For years she had ignored me, until I had turned up suddenly in her hut, and then with a ferocity that terrified she’d fought off all who would cause me harm. She had cared for me and cursed me and cracked my ribs and clutched me so tight in her love that I thought she might break them again. She’d damned my father as cruel and my mother as foolish, and when I said she could know nothing of their natures she struck me hard in the face. When I got up the courage to again muse about who they might be, she would cackle furiously and tell me I had been born of a goat and a god, of a sheep and a chicken, of the good strong winds and the blackness that dropped swiftly across the crops in the cold season. She told me I was born of stupidity, that it must be blood-deep, and also that I was brilliant, that there would never again be a mind like mine. She loved me with a viciousness that kept me from ever feeling complacent, with the reminder that nothing was permanent, that we would one day be lost to each other. She loved me with the terror of separation, as someone who had lost all the riches of a scorched life. She loved me in spite of those past losses, as if to say, I will not surrender this time, you will not take this from me.
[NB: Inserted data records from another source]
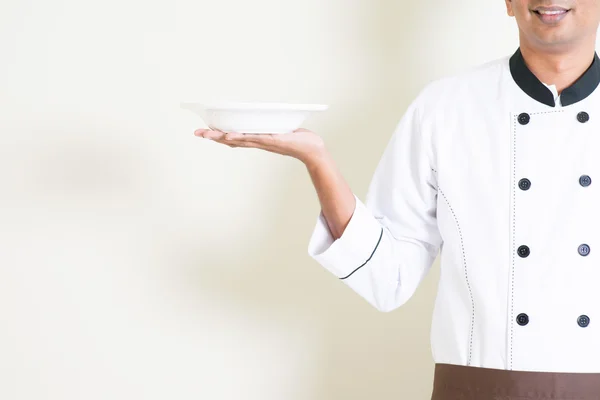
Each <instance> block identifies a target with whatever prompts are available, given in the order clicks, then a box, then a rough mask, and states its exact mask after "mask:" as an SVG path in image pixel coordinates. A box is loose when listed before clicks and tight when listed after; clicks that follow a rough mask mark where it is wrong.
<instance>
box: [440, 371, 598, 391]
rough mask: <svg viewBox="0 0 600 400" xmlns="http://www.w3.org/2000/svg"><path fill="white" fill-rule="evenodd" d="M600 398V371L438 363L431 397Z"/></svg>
mask: <svg viewBox="0 0 600 400" xmlns="http://www.w3.org/2000/svg"><path fill="white" fill-rule="evenodd" d="M533 399H536V400H600V373H583V372H535V371H515V370H503V369H492V368H481V367H471V366H463V365H453V364H441V363H438V364H436V365H435V372H434V379H433V394H432V397H431V400H533Z"/></svg>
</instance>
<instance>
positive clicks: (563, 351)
mask: <svg viewBox="0 0 600 400" xmlns="http://www.w3.org/2000/svg"><path fill="white" fill-rule="evenodd" d="M590 61H591V60H590ZM599 82H600V60H599V59H598V55H597V54H596V53H594V61H593V62H592V63H591V65H590V68H589V69H588V70H587V71H586V72H585V73H584V75H583V76H582V77H581V78H579V79H578V80H577V81H576V82H575V83H574V84H573V85H572V86H571V87H569V88H567V89H565V90H564V91H563V92H562V93H561V96H560V102H561V103H562V107H561V106H560V104H555V100H556V99H557V96H555V94H553V93H552V91H551V90H549V88H548V86H547V85H545V84H543V83H542V82H540V81H539V80H538V79H537V78H536V77H535V75H534V74H533V73H532V72H531V71H530V70H529V69H528V68H527V66H526V63H525V62H524V59H523V57H522V54H521V52H520V50H519V49H517V51H516V52H515V53H514V54H513V55H511V56H506V57H503V58H500V59H496V60H493V61H491V62H488V63H486V64H483V65H479V66H477V67H474V68H470V69H469V70H467V71H464V72H462V73H460V74H456V75H453V76H447V77H444V78H442V79H438V80H436V81H434V82H431V83H430V84H428V85H427V86H426V87H425V88H424V89H423V90H422V91H421V92H420V93H419V95H418V96H417V98H416V99H415V100H414V102H413V103H412V104H411V105H410V106H409V107H408V109H407V111H406V112H405V114H404V116H403V117H402V119H401V121H400V122H399V124H398V126H397V128H396V130H395V131H394V133H393V135H392V137H391V139H390V142H389V144H388V145H387V147H386V149H385V152H384V154H383V156H382V159H381V161H380V162H379V164H378V166H377V168H376V170H375V173H374V176H373V179H372V182H371V184H370V186H369V189H368V193H367V195H366V199H365V202H362V201H361V200H360V199H359V198H358V197H356V196H355V197H356V209H355V210H354V214H353V215H352V218H351V220H350V222H349V224H348V226H347V228H346V230H345V231H344V233H343V235H342V237H341V238H339V239H337V240H335V241H334V240H333V237H332V236H331V233H330V231H329V229H328V227H327V224H326V221H325V219H324V217H323V214H322V212H321V213H320V214H319V216H318V218H317V222H316V226H315V228H314V231H313V233H312V236H311V237H310V240H309V245H308V252H309V254H310V256H311V257H313V258H314V259H315V260H316V261H317V262H318V263H320V264H321V265H323V266H324V267H325V268H327V269H328V270H329V271H331V273H333V274H334V275H335V276H337V277H338V278H339V279H341V280H342V282H344V283H345V284H346V285H348V286H349V287H350V288H351V289H353V290H354V291H356V292H357V293H358V294H359V295H360V296H362V297H363V298H364V299H365V300H366V301H368V302H369V303H371V304H372V305H373V306H374V307H376V308H377V309H379V310H381V311H391V310H394V309H396V308H397V307H399V306H401V305H402V304H404V303H405V302H406V301H407V300H408V299H409V298H410V297H411V296H412V295H413V294H414V292H415V290H416V289H417V287H418V286H419V284H420V283H421V281H422V279H423V278H424V276H425V275H426V274H427V273H428V271H429V269H430V267H431V265H432V263H433V262H434V260H435V259H436V257H437V255H438V252H439V254H440V257H441V259H440V266H441V275H440V282H439V287H438V293H437V297H436V300H435V308H434V312H433V322H432V330H431V347H432V354H433V358H434V361H435V362H436V363H447V364H455V365H461V366H475V367H487V368H497V369H504V370H520V371H561V372H600V210H599V207H600V89H597V87H598V83H599ZM596 181H597V182H596Z"/></svg>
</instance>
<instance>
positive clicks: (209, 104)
mask: <svg viewBox="0 0 600 400" xmlns="http://www.w3.org/2000/svg"><path fill="white" fill-rule="evenodd" d="M181 104H182V106H196V107H201V108H203V109H204V110H207V111H209V110H236V111H244V110H264V111H280V110H287V111H325V110H327V109H328V108H329V105H327V104H316V103H315V104H311V103H304V104H302V103H275V102H271V103H264V102H214V103H207V102H204V103H202V102H182V103H181Z"/></svg>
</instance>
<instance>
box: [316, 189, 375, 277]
mask: <svg viewBox="0 0 600 400" xmlns="http://www.w3.org/2000/svg"><path fill="white" fill-rule="evenodd" d="M354 197H355V200H356V207H355V208H354V212H353V214H352V217H351V218H350V221H349V222H348V225H347V226H346V229H345V230H344V233H343V234H342V236H341V237H340V238H339V239H337V240H334V239H333V236H332V235H331V232H330V231H329V226H328V225H327V221H326V220H325V217H324V215H323V211H322V210H321V212H320V213H319V216H318V217H317V222H316V225H315V228H314V230H313V233H312V235H311V238H310V240H309V245H308V254H309V255H310V256H311V257H312V258H313V259H314V260H316V261H317V262H318V263H319V264H321V265H322V266H323V267H325V268H326V269H327V270H329V271H330V272H331V273H333V274H334V275H335V276H337V277H338V278H341V279H343V278H346V277H348V276H349V275H351V274H352V273H353V272H354V271H355V270H357V269H358V268H360V267H362V266H364V265H365V263H367V262H368V261H369V260H370V258H371V257H372V255H373V254H374V252H375V251H376V249H377V247H378V245H379V244H380V241H381V239H382V229H383V227H382V225H381V224H380V223H379V221H378V220H377V219H376V218H375V217H374V216H373V214H372V213H371V211H370V210H369V209H368V208H367V207H366V206H365V204H364V203H363V202H362V201H360V199H359V198H358V197H356V195H355V196H354Z"/></svg>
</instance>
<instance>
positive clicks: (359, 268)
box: [340, 228, 383, 279]
mask: <svg viewBox="0 0 600 400" xmlns="http://www.w3.org/2000/svg"><path fill="white" fill-rule="evenodd" d="M382 237H383V228H381V233H380V234H379V240H378V241H377V244H376V245H375V248H374V249H373V252H372V253H371V255H370V256H369V258H368V259H367V261H365V262H364V263H363V264H362V265H361V266H360V267H358V268H356V269H355V270H354V271H352V272H350V273H349V274H348V275H346V276H344V277H342V278H340V279H346V278H349V277H350V275H352V274H353V273H355V272H356V271H358V270H359V269H361V268H362V267H364V266H365V265H367V263H368V262H369V261H370V260H371V258H373V254H375V251H376V250H377V248H378V247H379V243H380V242H381V238H382Z"/></svg>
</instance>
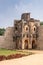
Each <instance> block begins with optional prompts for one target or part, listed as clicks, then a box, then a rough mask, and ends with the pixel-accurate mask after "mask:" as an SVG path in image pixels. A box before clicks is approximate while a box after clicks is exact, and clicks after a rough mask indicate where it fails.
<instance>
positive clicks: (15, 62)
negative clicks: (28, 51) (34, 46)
mask: <svg viewBox="0 0 43 65" xmlns="http://www.w3.org/2000/svg"><path fill="white" fill-rule="evenodd" d="M30 52H31V51H30ZM33 52H35V51H33ZM35 53H36V54H33V55H30V56H26V57H22V58H19V59H12V60H5V61H0V65H43V51H36V52H35Z"/></svg>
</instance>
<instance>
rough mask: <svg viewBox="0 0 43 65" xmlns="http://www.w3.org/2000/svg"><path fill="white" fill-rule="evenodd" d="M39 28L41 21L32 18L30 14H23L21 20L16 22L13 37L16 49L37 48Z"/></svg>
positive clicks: (21, 17)
mask: <svg viewBox="0 0 43 65" xmlns="http://www.w3.org/2000/svg"><path fill="white" fill-rule="evenodd" d="M39 26H40V23H39V20H35V19H33V18H30V13H23V14H22V16H21V20H15V21H14V36H13V41H14V42H15V48H17V49H32V48H37V42H38V36H39V35H38V34H39V32H38V30H39Z"/></svg>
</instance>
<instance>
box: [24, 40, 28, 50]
mask: <svg viewBox="0 0 43 65" xmlns="http://www.w3.org/2000/svg"><path fill="white" fill-rule="evenodd" d="M24 48H25V49H28V40H25V45H24Z"/></svg>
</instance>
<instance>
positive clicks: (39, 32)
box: [38, 25, 43, 50]
mask: <svg viewBox="0 0 43 65" xmlns="http://www.w3.org/2000/svg"><path fill="white" fill-rule="evenodd" d="M38 49H41V50H42V49H43V25H41V26H40V27H39V38H38Z"/></svg>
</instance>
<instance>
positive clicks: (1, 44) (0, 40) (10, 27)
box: [0, 27, 15, 49]
mask: <svg viewBox="0 0 43 65" xmlns="http://www.w3.org/2000/svg"><path fill="white" fill-rule="evenodd" d="M13 31H14V28H13V27H8V28H7V29H6V31H5V34H4V36H1V37H0V48H6V49H15V42H13Z"/></svg>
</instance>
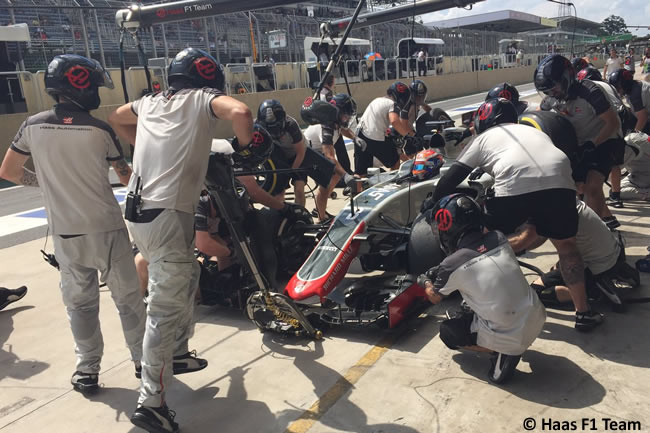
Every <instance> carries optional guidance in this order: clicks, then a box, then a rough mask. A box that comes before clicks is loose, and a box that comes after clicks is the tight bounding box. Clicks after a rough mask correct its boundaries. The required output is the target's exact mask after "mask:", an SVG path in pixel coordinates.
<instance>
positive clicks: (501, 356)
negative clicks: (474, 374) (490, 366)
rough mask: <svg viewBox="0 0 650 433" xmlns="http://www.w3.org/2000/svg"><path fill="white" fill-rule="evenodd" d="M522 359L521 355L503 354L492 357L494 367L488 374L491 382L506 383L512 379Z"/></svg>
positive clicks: (488, 376) (491, 361)
mask: <svg viewBox="0 0 650 433" xmlns="http://www.w3.org/2000/svg"><path fill="white" fill-rule="evenodd" d="M520 359H521V355H518V356H513V355H505V354H503V353H495V354H494V355H492V358H491V359H490V362H491V363H492V366H491V367H490V371H489V372H488V379H489V380H490V382H492V383H504V382H505V381H507V380H508V379H510V377H511V376H512V374H513V373H514V372H515V369H516V368H517V364H519V360H520Z"/></svg>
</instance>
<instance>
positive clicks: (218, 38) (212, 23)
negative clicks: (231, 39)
mask: <svg viewBox="0 0 650 433" xmlns="http://www.w3.org/2000/svg"><path fill="white" fill-rule="evenodd" d="M212 29H213V30H214V46H215V47H216V48H217V62H219V63H221V56H220V54H219V31H218V30H217V19H216V18H215V17H212Z"/></svg>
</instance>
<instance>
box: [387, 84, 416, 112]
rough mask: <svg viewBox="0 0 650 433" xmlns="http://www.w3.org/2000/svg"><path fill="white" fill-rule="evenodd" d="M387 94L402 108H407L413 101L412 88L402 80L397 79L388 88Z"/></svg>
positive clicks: (388, 95)
mask: <svg viewBox="0 0 650 433" xmlns="http://www.w3.org/2000/svg"><path fill="white" fill-rule="evenodd" d="M386 94H387V95H388V96H390V98H391V99H392V100H393V101H395V104H397V107H398V108H399V109H400V110H404V109H405V108H407V107H408V104H409V102H410V101H411V89H409V87H408V86H407V85H406V84H404V83H402V82H401V81H395V82H394V83H393V84H391V85H390V87H388V89H387V90H386Z"/></svg>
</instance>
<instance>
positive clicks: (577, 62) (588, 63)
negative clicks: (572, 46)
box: [571, 57, 589, 74]
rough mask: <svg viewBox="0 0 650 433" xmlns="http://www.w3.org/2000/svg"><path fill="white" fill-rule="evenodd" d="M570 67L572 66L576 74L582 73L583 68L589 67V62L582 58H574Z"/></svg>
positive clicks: (581, 57) (580, 57)
mask: <svg viewBox="0 0 650 433" xmlns="http://www.w3.org/2000/svg"><path fill="white" fill-rule="evenodd" d="M571 66H573V70H574V71H575V72H576V74H577V73H578V72H580V71H582V70H583V69H584V68H586V67H587V66H589V62H587V61H586V60H585V59H583V58H582V57H574V58H573V59H571Z"/></svg>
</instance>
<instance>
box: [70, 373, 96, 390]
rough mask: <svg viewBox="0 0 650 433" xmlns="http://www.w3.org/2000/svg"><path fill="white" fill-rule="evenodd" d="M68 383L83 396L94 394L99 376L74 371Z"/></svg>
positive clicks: (95, 389) (93, 373)
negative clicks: (69, 382)
mask: <svg viewBox="0 0 650 433" xmlns="http://www.w3.org/2000/svg"><path fill="white" fill-rule="evenodd" d="M70 383H71V384H72V388H73V389H74V390H75V391H78V392H80V393H82V394H84V395H90V394H94V393H96V392H97V390H98V389H99V375H98V374H95V373H82V372H81V371H75V372H74V373H73V375H72V378H71V379H70Z"/></svg>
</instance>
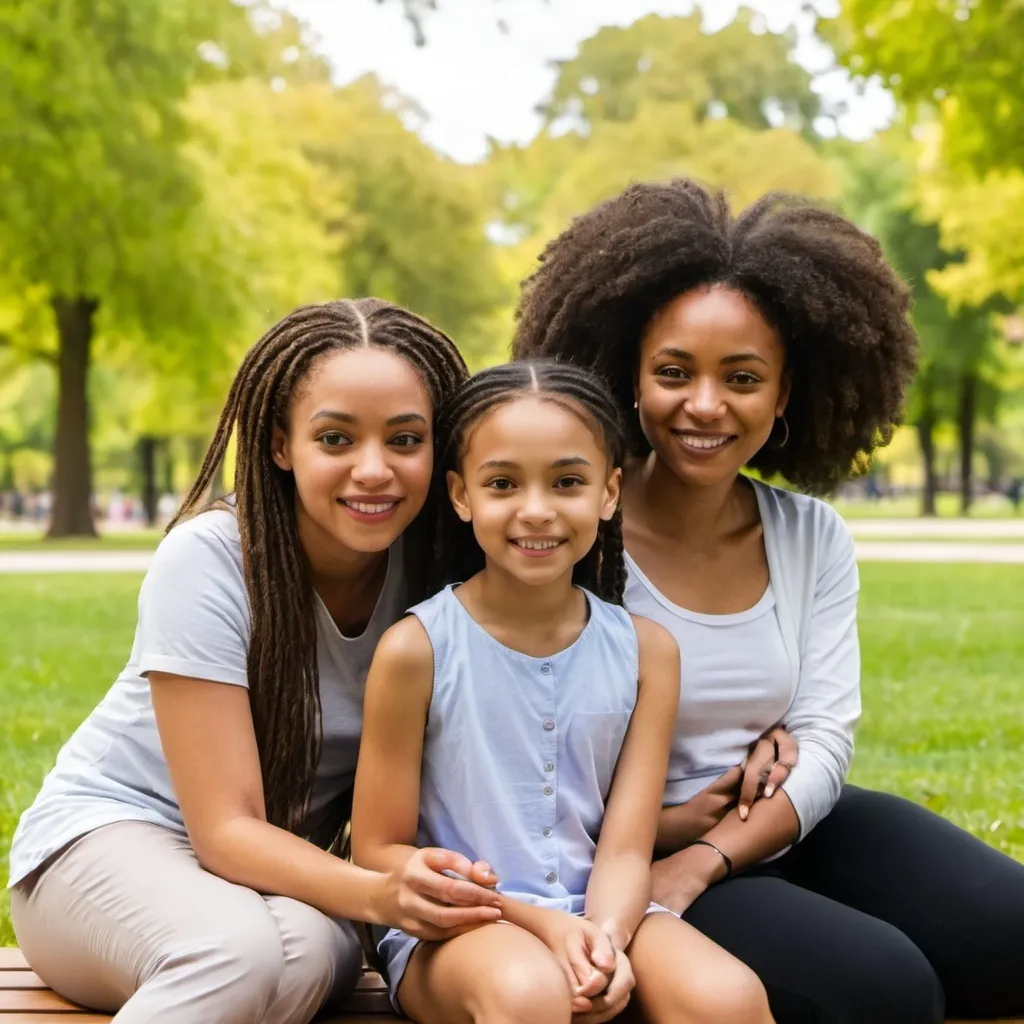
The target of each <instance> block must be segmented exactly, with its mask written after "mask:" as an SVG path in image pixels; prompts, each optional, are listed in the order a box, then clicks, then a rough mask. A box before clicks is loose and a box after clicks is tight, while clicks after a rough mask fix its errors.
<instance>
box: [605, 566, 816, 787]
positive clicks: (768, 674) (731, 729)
mask: <svg viewBox="0 0 1024 1024" xmlns="http://www.w3.org/2000/svg"><path fill="white" fill-rule="evenodd" d="M626 567H627V570H628V580H627V584H626V597H625V603H626V606H627V608H629V610H630V611H631V612H632V613H633V614H635V615H643V616H645V617H646V618H652V620H653V621H654V622H656V623H659V624H660V625H662V626H664V627H665V628H666V629H667V630H668V631H669V632H670V633H671V634H672V635H673V636H674V637H675V639H676V643H678V644H679V652H680V666H681V672H680V692H679V716H678V718H677V720H676V735H675V738H674V740H673V744H672V756H671V759H670V761H669V776H668V779H667V781H666V786H665V797H664V804H665V806H666V807H671V806H675V805H676V804H682V803H685V802H686V801H687V800H689V799H690V798H691V797H693V796H694V795H695V794H697V793H699V791H700V790H702V788H703V787H705V786H706V785H708V783H709V782H711V781H712V780H713V779H715V778H717V777H718V776H719V775H721V774H722V773H723V772H724V771H726V770H728V769H729V768H731V767H733V766H734V765H737V764H739V762H740V761H742V759H743V758H744V757H745V756H746V751H748V748H749V745H750V744H751V743H752V742H753V741H754V740H755V739H757V738H758V736H760V735H761V734H762V733H763V732H764V731H765V729H768V728H770V727H771V726H773V725H775V723H776V722H778V721H780V720H781V719H782V718H783V717H784V716H785V713H786V711H787V710H788V708H790V705H791V703H792V702H793V697H794V692H795V689H796V686H795V682H796V680H795V679H794V677H793V672H792V670H791V666H790V659H788V655H787V653H786V649H785V644H784V642H783V638H782V630H781V627H780V626H779V622H778V613H777V608H776V604H775V595H774V592H773V590H772V586H771V583H770V582H769V584H768V588H767V589H766V590H765V592H764V594H763V596H762V597H761V600H759V601H758V602H757V604H755V605H754V607H752V608H748V609H746V610H745V611H739V612H736V613H735V614H728V615H709V614H702V613H700V612H697V611H690V610H688V609H687V608H682V607H680V606H679V605H678V604H673V602H672V601H670V600H669V599H668V598H667V597H666V596H665V595H664V594H663V593H662V592H660V591H659V590H658V589H657V588H656V587H655V586H654V585H653V584H652V583H651V582H650V581H649V580H648V579H647V577H645V575H644V573H643V572H642V571H641V570H640V568H639V567H638V566H637V564H636V562H635V561H633V559H632V558H631V557H630V556H629V554H627V556H626Z"/></svg>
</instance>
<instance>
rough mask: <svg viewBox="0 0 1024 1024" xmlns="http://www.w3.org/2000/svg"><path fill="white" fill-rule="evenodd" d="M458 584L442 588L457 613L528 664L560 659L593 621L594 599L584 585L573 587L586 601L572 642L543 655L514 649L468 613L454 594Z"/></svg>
mask: <svg viewBox="0 0 1024 1024" xmlns="http://www.w3.org/2000/svg"><path fill="white" fill-rule="evenodd" d="M458 586H460V585H459V584H454V583H453V584H449V585H447V586H446V587H445V588H444V590H443V592H442V593H445V594H447V597H449V599H450V600H452V601H455V603H456V605H457V607H458V609H459V613H460V614H462V615H465V616H466V618H467V620H468V621H469V622H470V623H471V624H472V628H473V629H474V630H476V631H477V632H478V633H480V634H481V635H482V636H484V637H486V638H487V640H488V641H490V643H493V644H494V645H495V646H496V647H498V648H499V650H502V651H504V652H505V653H507V654H514V655H515V656H516V657H519V658H522V659H523V660H524V662H526V663H528V664H529V665H544V664H545V663H549V664H550V663H551V662H557V660H561V659H562V658H564V657H565V656H566V655H567V654H568V653H569V651H571V650H573V649H574V648H577V647H578V646H579V645H580V644H581V643H582V642H583V639H584V637H585V636H587V634H588V633H589V632H590V628H591V626H592V625H593V623H594V601H593V599H592V597H591V594H590V592H589V591H588V590H587V588H586V587H575V588H574V589H575V590H579V591H581V592H582V593H583V596H584V598H586V601H587V622H586V623H584V627H583V629H582V630H581V631H580V636H578V637H577V638H575V640H573V641H572V643H570V644H569V645H568V646H567V647H563V648H562V649H561V650H557V651H555V653H554V654H545V655H543V656H538V655H536V654H527V653H526V652H525V651H522V650H516V649H515V647H509V646H508V644H504V643H502V642H501V640H499V639H498V638H497V637H496V636H493V635H492V634H490V633H488V632H487V630H485V629H484V628H483V627H482V626H481V625H480V624H479V623H478V622H477V621H476V620H475V618H474V617H473V616H472V615H471V614H470V613H469V608H467V607H466V605H465V604H463V603H462V601H461V600H460V599H459V597H458V596H457V595H456V592H455V588H456V587H458Z"/></svg>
She had been born one person on the far side of Africa, and had walked out of the wretched hold of the slaver’s boat a second person, an alien on the white sand shores of an alien land. What had she seen on that terrible journey; what had she survived? I saw the cool monsoon morning, Kit captured in a dusty yard under a windy sky. I saw her long walk of weeks, months, to the coast. The stories she told herself along the way, stories of birds turning into men, of men turning into trees, of anthills devouring goats whole. The memory of a grandmother who’d come to her hut two years after she died, to tell her she had grown too thin.
Perhaps the bright ocean frightened her, its endless light, the white roll of the breakers far out on the sandbars. Perhaps she was terrified at the sight of the vicious pink men, hollering, drinking, sprawled out sweating in the sand. And when she was penned downstairs, darkness gathering in her crowded cell, perhaps she did not cry, had no tears left by then.
In my mind I saw the awfulness of the officers at the fort, their savagery, their casual violence. How they spat in her face, or dumped scraps on her scalp, beat and raped her for sport. I saw her selected to wash the corpses of the officers who died, how at night she talked to these men on the wrong side of life, how they spoke back to her. Does my wife know I have passed? Will any write to her? Does my father know I have passed?
And the horrors of the crossing, when it came? The stench of the holds, all of them roiling naked and ill in the dark stomach of the barquentine. The urine and excrement and vomit, men clawing their own throats open with ragged fingernails, bloodied women leaping the deck rail into waters sharp with the fins of sharks. I saw the dozens who had died on the way to Barbados, and I saw those who died once ashore. I saw my Kit grow sick, fattened on rich, strange food, and only just recover. And I saw how I left her behind to the cane and the punishing sun, in favour of Titch, and began gradually to forget her face, the sound of her voice.
I felt then Tanna’s warm hand on my shoulder, and I realized I was crying.